Altman lâche 5 % d’OpenAI aux États-Unis

T’as déjà offert 5 % de ta boîte à ton pote le plus riche pour qu’il arrête de te regarder de travers ? Sam Altman, lui, vient de le faire. Et pas à n’importe qui : à l’oncle Sam himself.

Selon le Financial Times, OpenAI a proposé de céder 5 % de son capital au gouvernement américain, dans le cadre d’un futur fonds souverain dédié à l’IA. Altman appelle même ses concurrents à emboîter le pas. Ça a l’air beau comme ça, un geste patriotique, une redistribution des bénéfices de l’IA au peuple américain. Mais on flaire l’opération de com’ bien rodée.

Comme évoqué hier, OpenAI n’hésite pas à lâcher du lest quand il s’agit de garder la main. Avec les tensions politiques qui montent autour de la concentration de l’IA, cette proposition sent le check de prévention. En filant un morceau du gâteau, Altman s’assure que le gouvernement le laisse tranquille.

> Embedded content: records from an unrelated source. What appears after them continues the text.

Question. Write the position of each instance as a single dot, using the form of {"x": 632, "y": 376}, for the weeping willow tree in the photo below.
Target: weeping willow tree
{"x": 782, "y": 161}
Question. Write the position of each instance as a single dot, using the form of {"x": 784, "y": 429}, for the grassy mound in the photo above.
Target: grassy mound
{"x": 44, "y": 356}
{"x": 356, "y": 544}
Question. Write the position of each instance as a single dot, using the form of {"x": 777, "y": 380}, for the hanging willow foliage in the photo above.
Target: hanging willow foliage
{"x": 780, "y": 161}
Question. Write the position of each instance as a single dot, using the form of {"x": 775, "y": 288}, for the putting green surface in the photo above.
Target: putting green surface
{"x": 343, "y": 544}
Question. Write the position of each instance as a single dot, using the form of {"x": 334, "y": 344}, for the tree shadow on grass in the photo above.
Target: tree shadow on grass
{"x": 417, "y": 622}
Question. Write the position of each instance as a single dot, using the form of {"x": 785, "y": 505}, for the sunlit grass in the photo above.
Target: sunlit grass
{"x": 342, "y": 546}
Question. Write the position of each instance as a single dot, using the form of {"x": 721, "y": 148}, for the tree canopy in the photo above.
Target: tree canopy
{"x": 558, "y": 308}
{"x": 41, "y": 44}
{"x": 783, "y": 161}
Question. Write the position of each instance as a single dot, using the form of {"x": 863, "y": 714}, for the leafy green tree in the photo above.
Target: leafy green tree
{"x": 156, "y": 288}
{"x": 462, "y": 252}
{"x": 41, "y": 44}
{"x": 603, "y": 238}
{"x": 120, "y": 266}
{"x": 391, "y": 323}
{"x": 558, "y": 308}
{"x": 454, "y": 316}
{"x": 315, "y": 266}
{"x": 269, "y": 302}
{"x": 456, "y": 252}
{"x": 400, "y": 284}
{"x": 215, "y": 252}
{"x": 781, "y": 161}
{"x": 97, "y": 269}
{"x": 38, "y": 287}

Pas de régulation frontale à l’européenne, non : du donnant-donnant. Sympa, mais ça sent le précédent dangereux.

Ce que ça révèle, c’est surtout le rapport État-industrie aux États-Unis. Altman esquisse un deal de gentlemen : 5 % pour éviter les emmerdes. Pendant que l’Europe sort l’AI Act et ses amendes, Altman propose un ticket d’entrée dans le cercle très fermé des décideurs. Et si ça marche, il faudra se préparer : le fonds souverain va bientôt frapper à la porte de toutes les startups IA. Et il faudra payer, cash.

Alors, bonne affaire pour le contribuable américain ou simple génuflexion déguisée ? Ce qui est clair, c’est qu’Altman n’a pas attendu que l’État vienne lui demander. Il a devancé l’appel. Et ça, c’est tout un art.